DANSE | SPECTACLE

Dancing With Bergman

12 Juil - 14 Juil 2018

Triple hommage chorégraphique au cinéaste suédois Ingmar Bergman, Dancing With Bergman réunit trois chorégraphes suédois, Johan Inger (4 Karin), Alexander Ekman (Thoughts on Bergman) et Mats Ek (Memory (2000-2018)). Une pièce chorégraphique bergmanienne, en trois volets.

Centenaire de la naissance du cinéaste suédois Ingmar Bergman (1918-2007), en 2018 trois chorégraphes suédois lui rendent hommage. Avec le spectacle Dancing With Bergman. Une initiative portée par TranscenDanses (Albert Sarfati / le Théâtre des Champs Élysées) qui, pour l’occasion, aura ainsi choisi de faire appel à Johan Inger, Alexander Ekman et Mats Ek. Soient trois générations d’artistes, pour un triptyque chorégraphique baigné de l’aura du réalisateur Ingmar Bergman. En résulte une pièce en trois chapitres, 4 Karin de Johan Inger, Thoughts on Bergman d’Alexander Ekman et Memory (2000–2018) de Mats Ek. Analyste acéré des liens familiaux et comportements humains, Ingmar Bergman réussit toujours à créer, avec les spectateurs réceptifs, un lien très intime. Une qualité qui se retrouve également dans Dancing With Bergman, au fil de trois échos singuliers, sous les traits du ballet suédois moderne.
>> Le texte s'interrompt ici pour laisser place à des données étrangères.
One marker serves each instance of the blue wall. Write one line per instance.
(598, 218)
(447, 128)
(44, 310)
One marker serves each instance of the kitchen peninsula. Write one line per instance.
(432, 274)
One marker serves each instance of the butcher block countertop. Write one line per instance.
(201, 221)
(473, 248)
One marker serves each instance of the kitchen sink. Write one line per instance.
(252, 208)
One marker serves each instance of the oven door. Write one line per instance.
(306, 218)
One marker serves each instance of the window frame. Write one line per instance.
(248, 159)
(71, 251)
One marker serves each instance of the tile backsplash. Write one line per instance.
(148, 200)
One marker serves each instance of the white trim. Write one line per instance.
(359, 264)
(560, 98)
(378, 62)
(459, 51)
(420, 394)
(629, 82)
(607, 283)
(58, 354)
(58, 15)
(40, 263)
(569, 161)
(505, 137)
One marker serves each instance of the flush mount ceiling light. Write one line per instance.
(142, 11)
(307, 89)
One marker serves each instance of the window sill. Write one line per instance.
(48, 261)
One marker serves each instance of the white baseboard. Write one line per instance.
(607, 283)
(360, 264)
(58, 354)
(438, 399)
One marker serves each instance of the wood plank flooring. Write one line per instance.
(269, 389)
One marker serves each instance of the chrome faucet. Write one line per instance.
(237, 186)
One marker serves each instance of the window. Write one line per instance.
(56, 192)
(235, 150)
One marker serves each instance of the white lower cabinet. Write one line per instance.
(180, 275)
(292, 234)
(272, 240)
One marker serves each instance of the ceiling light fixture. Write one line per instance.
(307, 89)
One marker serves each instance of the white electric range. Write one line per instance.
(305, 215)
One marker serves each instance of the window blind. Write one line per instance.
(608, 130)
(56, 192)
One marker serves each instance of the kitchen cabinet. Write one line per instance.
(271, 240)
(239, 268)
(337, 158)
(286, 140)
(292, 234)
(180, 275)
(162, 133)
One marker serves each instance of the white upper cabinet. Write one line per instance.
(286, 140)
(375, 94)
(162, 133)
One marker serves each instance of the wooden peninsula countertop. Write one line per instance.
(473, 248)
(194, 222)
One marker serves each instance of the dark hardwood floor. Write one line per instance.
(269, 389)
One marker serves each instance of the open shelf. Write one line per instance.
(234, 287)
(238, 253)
Dancing With Bergman : triple hommage chorégraphique au cinéaste Ingmar Bergman

Faut-il encore présenter Ingmar Bergman ? Les parodies de films nordiques, très lents et ennuyeux, avec peu de mouvements et de mots, de préférence gutturaux, lui doivent beaucoup. Mais le cinéma d’Ingmar Bergman est surtout un cinéma fougueux, à la violence sourde, tourbillonnaire. Nombreux sont ses films en lien direct avec les arts vivants. Tel Fanny et Alexandre (1982), dans le milieu du théâtre. Tel Sonate d’automne (1978), dépeignant la cruauté de l’amour de l’art (la musique). Ou encore Sarabande (2003), dans lequel la tendresse est en quelque sorte ce qui permet de continuer de danser, même sur des ruines. Sans oublier Le Septième sceau (1957), avec sa mémorable danse macabre : la farandole finale. Pour Dancing With Bergman les trois chorégraphes se sont ainsi inspirés des nombreuses œuvres d’Ingmar Bergman. Sous l’œil aguerri de Bengt Wanseliu, photographe ayant longuement travaillé avec lui.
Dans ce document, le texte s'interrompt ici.